Charlotte Posenenske
Charlotte Posenenske (b. 1930, Wiesbaden — d. 1985, Frankfurt-am-Main) developed a pioneering body of work during her brief artistic career, which she began in the mid-1950s and ended in 1968 when she gave up art to devote herself to Soziologie der Fabrikarbeit (sociology of work). Posenenske developed a form of mass-produced Minimalism that addressed the pressing socioeconomic concerns of the decade, circumventing the art market and rejecting established formal and cultural hierarchies. The artist’s radical approach included producing artworks in unlimited editions and pricing them according to the cost of production. Her subversive stance towards artworld conventions was also reflected in her notion of authorship, perceiving it as a collective process that extended to those involved in the manufacture process and the active participation of the audience or ‘consumers’, the artist’s term for those who engage with her work – who are invited to creatively assemble the parts into unique combinations of their choosing.

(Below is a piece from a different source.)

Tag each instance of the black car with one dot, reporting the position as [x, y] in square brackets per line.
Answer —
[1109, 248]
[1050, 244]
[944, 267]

Mass production and variability are also at the heart of Posenenske’s subsequent series D and DW entitled Vierkantrohre (Square Tubes). The series D consists of six shapes in galvanised sheet steel, which resemble standard ventilation ducts. The elements are nonetheless custom- made according to the artist’s sketches. Series DW is a variant with only four shapes produced from lightweight, corrugated cardboard. A mass-produced, sheet material that is readily available, cardboard represents a departure from the aesthetics of the steel tubes, which are in effect almost indistinguishable from functional elements. The two series modules offer endless permutational possibilities and adaptability to different exhibition contexts. Such large arrangements require cooperation to produce, and suggest an alternative model to the hierarchies of traditional decision- making structures.